Les parties non unifiées au sujet du dialogue

La question du dialogue au Kosovo - la Serbie n'est jamais apparue comme l'agenda du Parlement au cours de cette législature. Les partis d'opposition s'opposent à ce que le dialogue se développe sans une plate-forme qui laisse le Parlement, mais, jusqu'à présent, aucune action pour que la question soit discutée lors d'une des sessions de l'Assemblée. Une [...]

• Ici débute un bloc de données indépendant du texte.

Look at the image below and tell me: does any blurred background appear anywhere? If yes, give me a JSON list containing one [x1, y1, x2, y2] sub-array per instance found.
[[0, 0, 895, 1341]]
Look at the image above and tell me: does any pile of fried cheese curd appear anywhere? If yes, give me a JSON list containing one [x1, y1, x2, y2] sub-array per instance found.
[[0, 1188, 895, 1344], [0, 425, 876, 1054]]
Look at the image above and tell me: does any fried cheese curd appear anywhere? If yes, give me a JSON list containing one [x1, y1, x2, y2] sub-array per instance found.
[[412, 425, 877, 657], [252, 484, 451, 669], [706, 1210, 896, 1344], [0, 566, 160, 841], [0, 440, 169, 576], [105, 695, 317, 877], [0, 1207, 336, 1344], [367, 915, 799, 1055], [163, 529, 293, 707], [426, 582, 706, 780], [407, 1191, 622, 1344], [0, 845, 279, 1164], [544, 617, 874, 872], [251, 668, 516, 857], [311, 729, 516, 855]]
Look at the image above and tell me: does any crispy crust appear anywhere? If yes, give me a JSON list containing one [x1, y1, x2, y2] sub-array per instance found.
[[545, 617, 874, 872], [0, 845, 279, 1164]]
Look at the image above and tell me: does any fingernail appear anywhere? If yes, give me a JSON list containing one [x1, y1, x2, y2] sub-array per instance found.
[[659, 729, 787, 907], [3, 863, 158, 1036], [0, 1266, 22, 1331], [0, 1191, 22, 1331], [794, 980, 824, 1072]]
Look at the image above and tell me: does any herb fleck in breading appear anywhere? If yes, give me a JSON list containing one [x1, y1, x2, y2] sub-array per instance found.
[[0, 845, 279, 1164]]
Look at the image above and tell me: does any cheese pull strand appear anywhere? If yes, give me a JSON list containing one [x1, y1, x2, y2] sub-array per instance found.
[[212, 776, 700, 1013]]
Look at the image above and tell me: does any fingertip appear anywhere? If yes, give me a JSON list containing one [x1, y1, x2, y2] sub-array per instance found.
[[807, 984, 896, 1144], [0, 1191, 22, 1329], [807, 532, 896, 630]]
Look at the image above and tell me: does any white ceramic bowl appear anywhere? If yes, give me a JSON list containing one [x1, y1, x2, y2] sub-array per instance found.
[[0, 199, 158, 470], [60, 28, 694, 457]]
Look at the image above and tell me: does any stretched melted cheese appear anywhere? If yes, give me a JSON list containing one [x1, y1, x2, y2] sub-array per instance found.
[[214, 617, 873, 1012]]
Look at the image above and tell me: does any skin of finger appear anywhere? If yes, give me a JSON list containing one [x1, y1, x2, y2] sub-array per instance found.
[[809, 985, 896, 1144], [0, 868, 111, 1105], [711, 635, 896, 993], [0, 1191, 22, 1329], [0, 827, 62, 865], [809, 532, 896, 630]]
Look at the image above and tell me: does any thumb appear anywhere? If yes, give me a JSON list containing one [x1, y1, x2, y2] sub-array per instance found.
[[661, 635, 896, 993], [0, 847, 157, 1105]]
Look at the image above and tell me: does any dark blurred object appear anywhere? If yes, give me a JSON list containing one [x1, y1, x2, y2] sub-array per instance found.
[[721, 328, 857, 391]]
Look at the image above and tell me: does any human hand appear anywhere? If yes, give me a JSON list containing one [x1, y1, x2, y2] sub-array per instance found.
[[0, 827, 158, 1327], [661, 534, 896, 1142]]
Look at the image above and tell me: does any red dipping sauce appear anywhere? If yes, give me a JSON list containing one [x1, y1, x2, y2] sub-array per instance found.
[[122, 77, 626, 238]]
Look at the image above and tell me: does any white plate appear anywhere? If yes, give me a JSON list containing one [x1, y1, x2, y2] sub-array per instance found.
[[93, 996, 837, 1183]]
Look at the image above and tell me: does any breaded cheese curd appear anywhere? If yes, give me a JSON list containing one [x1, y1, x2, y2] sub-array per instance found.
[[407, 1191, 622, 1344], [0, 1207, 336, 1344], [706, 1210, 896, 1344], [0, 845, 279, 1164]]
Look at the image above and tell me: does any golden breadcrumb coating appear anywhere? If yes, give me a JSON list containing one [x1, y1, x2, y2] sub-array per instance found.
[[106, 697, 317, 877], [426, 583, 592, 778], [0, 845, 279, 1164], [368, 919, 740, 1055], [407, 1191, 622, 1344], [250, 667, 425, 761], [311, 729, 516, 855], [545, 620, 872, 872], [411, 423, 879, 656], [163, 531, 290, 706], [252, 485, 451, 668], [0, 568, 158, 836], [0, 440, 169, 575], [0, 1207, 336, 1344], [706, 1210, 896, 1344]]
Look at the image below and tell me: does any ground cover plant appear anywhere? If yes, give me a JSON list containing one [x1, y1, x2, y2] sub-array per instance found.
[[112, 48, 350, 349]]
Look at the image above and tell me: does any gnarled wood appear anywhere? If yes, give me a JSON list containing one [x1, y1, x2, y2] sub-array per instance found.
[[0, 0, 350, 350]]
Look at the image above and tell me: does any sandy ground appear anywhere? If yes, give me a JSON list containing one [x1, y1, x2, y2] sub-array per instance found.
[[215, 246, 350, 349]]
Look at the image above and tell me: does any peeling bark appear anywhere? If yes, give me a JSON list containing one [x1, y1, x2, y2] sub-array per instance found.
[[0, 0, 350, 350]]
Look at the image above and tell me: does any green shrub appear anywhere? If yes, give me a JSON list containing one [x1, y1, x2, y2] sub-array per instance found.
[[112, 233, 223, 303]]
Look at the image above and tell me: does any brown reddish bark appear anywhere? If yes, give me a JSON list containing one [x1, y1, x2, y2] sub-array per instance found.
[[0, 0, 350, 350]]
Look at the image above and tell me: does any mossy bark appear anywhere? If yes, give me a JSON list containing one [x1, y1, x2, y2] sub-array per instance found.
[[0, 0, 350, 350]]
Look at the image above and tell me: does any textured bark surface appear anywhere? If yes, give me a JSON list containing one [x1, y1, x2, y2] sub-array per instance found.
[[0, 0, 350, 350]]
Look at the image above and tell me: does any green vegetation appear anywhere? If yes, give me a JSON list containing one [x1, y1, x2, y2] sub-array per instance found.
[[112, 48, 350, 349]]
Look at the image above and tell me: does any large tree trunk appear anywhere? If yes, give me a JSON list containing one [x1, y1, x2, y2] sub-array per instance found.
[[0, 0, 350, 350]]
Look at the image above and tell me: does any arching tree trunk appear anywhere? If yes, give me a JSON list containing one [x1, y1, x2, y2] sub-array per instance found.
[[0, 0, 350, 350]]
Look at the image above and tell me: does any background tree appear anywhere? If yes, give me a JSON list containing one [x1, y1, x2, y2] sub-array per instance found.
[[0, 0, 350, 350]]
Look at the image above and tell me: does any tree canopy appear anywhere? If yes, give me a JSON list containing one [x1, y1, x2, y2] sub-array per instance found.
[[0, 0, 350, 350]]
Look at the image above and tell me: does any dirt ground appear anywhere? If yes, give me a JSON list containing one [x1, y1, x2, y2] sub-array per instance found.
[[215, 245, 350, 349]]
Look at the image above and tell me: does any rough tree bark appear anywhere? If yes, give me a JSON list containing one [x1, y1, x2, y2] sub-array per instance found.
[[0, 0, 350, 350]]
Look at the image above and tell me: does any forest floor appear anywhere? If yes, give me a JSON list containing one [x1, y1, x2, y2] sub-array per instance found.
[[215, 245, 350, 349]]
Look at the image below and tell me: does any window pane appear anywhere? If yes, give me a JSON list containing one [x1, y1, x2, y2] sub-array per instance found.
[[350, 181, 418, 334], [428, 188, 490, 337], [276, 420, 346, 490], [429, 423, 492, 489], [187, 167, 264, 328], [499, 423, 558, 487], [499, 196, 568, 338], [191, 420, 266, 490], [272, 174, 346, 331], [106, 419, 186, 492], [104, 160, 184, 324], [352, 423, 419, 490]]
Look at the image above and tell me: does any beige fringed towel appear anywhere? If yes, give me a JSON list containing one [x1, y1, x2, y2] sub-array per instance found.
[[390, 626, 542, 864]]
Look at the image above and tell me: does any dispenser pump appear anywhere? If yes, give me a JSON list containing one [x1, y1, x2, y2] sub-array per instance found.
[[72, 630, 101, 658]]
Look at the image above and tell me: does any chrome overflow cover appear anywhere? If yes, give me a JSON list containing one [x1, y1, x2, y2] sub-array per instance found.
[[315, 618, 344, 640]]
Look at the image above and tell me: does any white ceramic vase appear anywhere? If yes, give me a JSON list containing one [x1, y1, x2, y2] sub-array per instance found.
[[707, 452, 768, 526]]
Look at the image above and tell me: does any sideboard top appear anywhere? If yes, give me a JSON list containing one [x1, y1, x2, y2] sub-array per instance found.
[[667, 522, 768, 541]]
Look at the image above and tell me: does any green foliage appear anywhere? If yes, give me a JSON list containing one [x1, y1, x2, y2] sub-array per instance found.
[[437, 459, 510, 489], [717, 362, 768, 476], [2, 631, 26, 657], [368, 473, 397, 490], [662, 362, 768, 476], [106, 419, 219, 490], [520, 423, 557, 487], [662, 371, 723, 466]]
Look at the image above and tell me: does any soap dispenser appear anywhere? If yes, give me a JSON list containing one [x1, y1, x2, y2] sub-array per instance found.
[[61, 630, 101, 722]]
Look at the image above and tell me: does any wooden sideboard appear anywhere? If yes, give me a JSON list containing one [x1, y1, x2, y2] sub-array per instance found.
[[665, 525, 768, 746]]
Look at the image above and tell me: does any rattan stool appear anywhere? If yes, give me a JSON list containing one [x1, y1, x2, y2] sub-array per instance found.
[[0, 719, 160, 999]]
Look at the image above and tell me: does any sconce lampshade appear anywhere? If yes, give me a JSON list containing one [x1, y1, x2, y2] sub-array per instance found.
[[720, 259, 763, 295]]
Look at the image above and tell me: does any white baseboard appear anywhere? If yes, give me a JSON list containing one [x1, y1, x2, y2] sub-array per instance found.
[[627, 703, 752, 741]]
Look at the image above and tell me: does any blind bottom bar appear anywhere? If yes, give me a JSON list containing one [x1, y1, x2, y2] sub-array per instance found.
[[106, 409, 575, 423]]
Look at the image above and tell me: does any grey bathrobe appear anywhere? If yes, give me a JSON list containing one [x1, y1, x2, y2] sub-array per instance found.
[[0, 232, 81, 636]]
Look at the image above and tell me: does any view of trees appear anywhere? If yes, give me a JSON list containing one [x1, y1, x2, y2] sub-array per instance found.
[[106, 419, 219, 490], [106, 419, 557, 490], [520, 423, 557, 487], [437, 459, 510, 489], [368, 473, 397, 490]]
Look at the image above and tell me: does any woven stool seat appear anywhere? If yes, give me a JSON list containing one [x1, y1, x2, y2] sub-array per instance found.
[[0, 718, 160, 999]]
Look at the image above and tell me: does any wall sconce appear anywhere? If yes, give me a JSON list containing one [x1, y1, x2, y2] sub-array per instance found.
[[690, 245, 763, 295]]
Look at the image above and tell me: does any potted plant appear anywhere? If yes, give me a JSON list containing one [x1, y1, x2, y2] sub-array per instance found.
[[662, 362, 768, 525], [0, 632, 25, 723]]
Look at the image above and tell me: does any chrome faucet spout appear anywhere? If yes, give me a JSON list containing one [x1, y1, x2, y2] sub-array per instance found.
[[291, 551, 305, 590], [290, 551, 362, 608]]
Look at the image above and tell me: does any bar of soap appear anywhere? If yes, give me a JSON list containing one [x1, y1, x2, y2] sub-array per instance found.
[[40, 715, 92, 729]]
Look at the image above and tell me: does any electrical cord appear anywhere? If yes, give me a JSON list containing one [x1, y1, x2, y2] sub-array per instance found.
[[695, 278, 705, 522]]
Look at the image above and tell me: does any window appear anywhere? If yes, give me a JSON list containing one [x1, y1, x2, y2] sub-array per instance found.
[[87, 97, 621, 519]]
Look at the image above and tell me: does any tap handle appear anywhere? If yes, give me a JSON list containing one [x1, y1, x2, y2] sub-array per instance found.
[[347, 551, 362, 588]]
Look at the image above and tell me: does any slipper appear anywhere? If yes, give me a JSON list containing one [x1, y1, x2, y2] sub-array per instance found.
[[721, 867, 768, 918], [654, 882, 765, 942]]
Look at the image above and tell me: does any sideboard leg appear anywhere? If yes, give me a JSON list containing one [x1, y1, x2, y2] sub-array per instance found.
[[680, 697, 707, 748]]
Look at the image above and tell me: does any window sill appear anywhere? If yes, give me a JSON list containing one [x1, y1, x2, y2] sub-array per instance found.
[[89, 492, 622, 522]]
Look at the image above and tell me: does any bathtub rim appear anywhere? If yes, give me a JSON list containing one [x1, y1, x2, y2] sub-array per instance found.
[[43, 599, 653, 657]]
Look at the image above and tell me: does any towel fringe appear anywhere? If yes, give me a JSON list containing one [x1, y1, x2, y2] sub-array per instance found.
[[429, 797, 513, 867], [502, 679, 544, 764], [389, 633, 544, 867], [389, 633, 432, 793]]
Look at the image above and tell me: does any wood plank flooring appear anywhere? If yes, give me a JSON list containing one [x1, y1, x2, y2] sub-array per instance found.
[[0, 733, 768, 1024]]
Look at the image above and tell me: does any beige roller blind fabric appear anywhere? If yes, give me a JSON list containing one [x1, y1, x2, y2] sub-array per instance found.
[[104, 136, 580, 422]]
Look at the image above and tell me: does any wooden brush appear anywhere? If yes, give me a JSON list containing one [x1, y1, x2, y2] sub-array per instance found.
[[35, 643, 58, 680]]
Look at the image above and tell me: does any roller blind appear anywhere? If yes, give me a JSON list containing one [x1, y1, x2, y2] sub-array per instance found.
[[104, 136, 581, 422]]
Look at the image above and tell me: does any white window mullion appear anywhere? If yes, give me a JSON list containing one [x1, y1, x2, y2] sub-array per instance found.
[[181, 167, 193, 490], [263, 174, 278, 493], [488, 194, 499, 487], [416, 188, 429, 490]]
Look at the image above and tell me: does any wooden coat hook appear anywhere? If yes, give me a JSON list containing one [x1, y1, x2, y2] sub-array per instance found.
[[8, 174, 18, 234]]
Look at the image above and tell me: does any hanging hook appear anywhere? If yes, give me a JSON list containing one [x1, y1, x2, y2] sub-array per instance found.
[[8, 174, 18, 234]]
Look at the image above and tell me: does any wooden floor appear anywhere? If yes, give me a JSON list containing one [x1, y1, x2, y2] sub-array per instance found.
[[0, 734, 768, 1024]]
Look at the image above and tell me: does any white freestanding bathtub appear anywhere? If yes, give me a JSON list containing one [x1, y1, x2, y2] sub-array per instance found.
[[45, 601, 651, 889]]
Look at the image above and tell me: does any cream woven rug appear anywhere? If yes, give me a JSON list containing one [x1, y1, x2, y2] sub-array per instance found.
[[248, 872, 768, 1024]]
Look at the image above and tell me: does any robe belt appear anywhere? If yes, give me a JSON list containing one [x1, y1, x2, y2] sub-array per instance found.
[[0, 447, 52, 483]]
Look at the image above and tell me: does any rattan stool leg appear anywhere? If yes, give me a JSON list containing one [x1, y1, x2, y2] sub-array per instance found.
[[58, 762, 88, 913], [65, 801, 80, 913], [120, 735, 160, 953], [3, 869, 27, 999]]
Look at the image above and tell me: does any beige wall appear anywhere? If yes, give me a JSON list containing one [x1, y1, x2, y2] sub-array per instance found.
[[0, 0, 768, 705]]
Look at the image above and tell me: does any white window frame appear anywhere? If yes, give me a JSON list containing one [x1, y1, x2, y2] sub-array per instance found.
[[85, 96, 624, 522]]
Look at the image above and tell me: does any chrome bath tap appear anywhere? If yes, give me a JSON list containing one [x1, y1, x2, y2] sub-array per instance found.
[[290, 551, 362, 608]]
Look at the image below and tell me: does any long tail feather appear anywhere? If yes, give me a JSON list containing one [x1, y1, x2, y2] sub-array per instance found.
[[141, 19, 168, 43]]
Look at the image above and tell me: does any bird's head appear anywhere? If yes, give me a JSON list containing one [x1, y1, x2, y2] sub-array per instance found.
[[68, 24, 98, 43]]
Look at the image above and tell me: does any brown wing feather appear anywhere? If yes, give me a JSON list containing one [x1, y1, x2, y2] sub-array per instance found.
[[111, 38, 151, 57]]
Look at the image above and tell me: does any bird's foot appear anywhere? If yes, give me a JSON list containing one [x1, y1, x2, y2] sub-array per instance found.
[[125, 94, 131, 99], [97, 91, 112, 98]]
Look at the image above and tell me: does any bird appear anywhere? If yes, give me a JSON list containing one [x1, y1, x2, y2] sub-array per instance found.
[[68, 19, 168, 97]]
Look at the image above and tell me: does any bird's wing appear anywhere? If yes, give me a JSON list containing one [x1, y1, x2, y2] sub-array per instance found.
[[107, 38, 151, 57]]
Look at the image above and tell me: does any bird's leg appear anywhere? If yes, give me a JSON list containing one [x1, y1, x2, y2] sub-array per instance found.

Un jour, le gouvernement a envoyé une plateforme pour le Kosovo-Serbie et l'a ensuite retirée. En conséquence, il n'y a pas eu de véritable débat sur l'avenir du dialogue depuis septembre dernier. Ainsi dit Life Krasniqi de l'Institut Démocratique du Kosovo. KDI a appelé les députés à convoquer une session extraordinaire, mais Krasniqi dit que l'opposition n'est pas unifiée, écrit la télévision publique.
Ce que nous voyons, c'est qu'il n'y a pas unification des partis politiques. Nous voyons que même les parties au gouvernement n'ont pas la même attitude à l'égard du dialogue Kosovo-Serbie. Maintenant, tous les partis politiques offrent des plates-formes différentes, mais ce qui manque, c'est que les partis politiques s'assoient et fassent cette plate-forme des discussions du côté du Kosovo dans ces négociations” Krasniqi l'a dit.
Mais, non unifié sur le dialogue, le LDK lui-même s'avère être. Le président n'a pas de compétences constitutionnelles et de légitimité politique pour diriger ce processus” a répété plusieurs fois le chef du groupe parlementaire LDK Avdullah Hoti. Alors que le vice-président LDK Lutfi Haziri a cherché à ne pas établir le précédent pour le rejet des institutions. Contrairement au LDK, les représentants du Parti social-démocrate disent avoir, en principe, réconcilié avec les représentants des autres partis pour que l'Assemblée soit l'institution à partir de laquelle le dialogue commence et soit discuté. Visar Ymer du PSD dit que ce parti travaille pour faire cette idée.
“Nous nous efforcerons naturellement, en tant que parti social-démocrate, de nous réunir même lors de réunions bilatérales, c'est-à-dire des représentants du PSD et des représentants des partis, afin d'examiner ce texte, c'est-à-dire les remarques et les changements que cette idée et ce mécanisme doivent subir pour pouvoir ensuite se transformer en décision de la République du Kosovo” Ymer a dit.
Toutefois, les accords conclus dans le cadre du processus de dialogue doivent être ratifiés au sein de l'Assemblée parlementaire des deux tiers, ce qui nécessite un consensus. Au contraire, cela pourrait alourdir le processus ou avoir des effets négatifs sur le Kosovo, disent les analystes.